Neither of Trump’s impeachments was over a trivial matter. They were historic abuses of power that went well beyond the crimes of any recent leader, including Richard Nixon. Neither of those impeachments were partisan, except in the sense that the modern Republican Party would not indict Trump for anything, no matter how terrible.
What did the holder of the limp gavel think about Trump’s actions following Jan. 6? As Rebekah Sager reported in April, McCarthy was a bit less willing to give Trump a pass at the time. In fact, McCarthy and other Republican leaders believed that “Trump was directly responsible for the insurrection on the U.S. Capitol” and reportedly told other Republicans in Congress that they would ask Trump to resign. But that was, of course, before McCarthy touched base with his funders, checked in with the most radical faction of his party, or surrendered the House to people who think he’s a dunce.

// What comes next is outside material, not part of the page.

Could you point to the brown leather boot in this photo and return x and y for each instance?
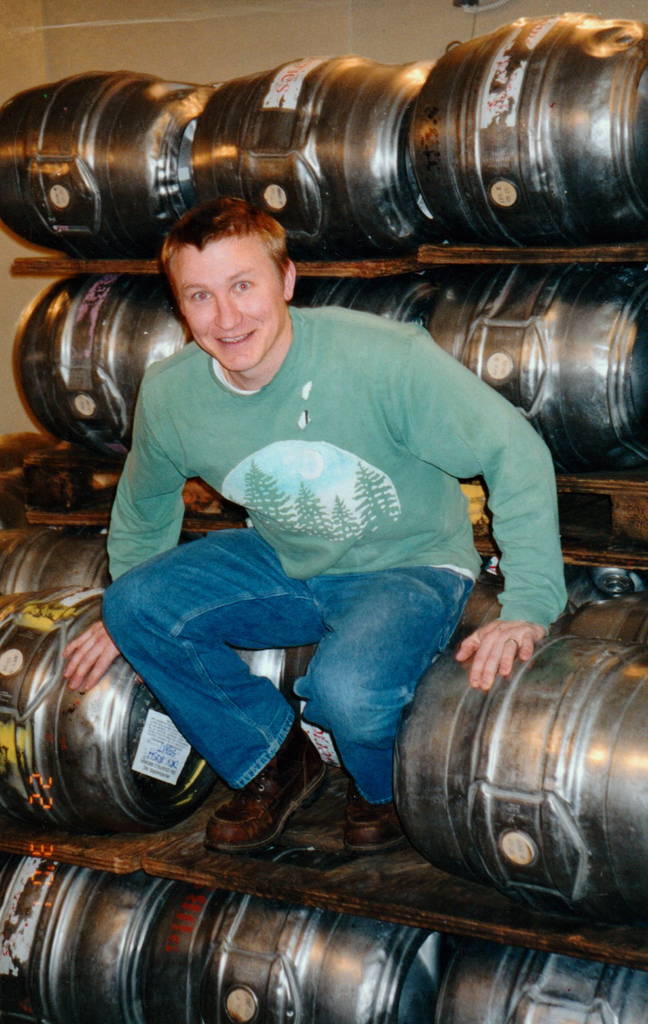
(257, 813)
(370, 827)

Now the only real question is … can they? Can House Republicans actually hand Trump a clean record?
Not in any practical sense, of course. What Trump did, the impeachments that it generated, and the way that Mitch McConnell used his control of the Senate to protect Trump from conviction are already a part of the public record. Donald Trump was impeached in the House, twice, and nothing is going to change that.
That doesn’t mean that Republicans can’t still show their infinite loyalty to Trump and once again shove America’s collective nose into the idea that justice has any meaning for those at the top of the pyramid. It just means it would be worse than pointless.

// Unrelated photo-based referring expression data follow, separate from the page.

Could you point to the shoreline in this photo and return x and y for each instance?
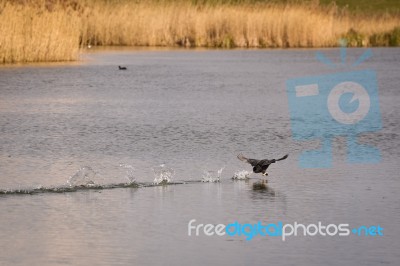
(58, 31)
(84, 54)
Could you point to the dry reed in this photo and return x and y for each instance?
(52, 30)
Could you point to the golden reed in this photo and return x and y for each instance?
(53, 30)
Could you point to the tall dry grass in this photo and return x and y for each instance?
(32, 33)
(51, 30)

There is no mechanism in the Constitution that allows an impeachment to be expunged. Yes, say Republicans, but there’s also nothing in the Constitution that says an impeachment can’t be expunged. So there.

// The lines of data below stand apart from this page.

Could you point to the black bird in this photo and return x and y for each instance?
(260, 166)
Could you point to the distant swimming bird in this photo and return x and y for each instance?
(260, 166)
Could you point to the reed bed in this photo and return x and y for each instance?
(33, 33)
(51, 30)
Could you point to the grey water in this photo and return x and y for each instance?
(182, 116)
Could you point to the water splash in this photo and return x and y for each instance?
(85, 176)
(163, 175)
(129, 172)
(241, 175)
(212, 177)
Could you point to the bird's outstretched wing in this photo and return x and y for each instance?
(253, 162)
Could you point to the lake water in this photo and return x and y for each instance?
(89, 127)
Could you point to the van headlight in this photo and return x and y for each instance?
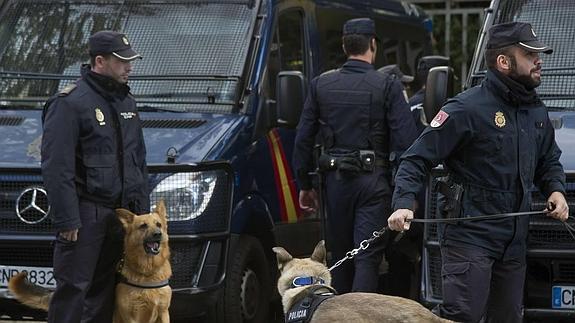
(186, 195)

This is true, precisely because the authors of the document likely recognized the boneheaded uselessness of any such expungement. Any impeachment is, by necessity, an expression of the will of the sitting House of Representatives in the current Congress. A new Congress can certainly issue a statement disagreeing with the opinion of a past House, but that new statement in no way invalidates the opinion of the House that issued the impeachment in the first place.
They cannot make it as if this never happened. It happened. It will literally be in the history books … assuming those books are edited by Ron DeSantis and Greg Abbott.
The fact that Republicans are even talking about this makes it likely that they’re going to try it. In fact, Republicans put even more pointless bills before the House twice already that would have expunged both impeachments, even though they knew those bills would go nowhere. Because this isn’t about justice. It’s about show.
Letting the Republicans once again show that protecting Donald Trump’s ego is their highest priority? Sure. Let them.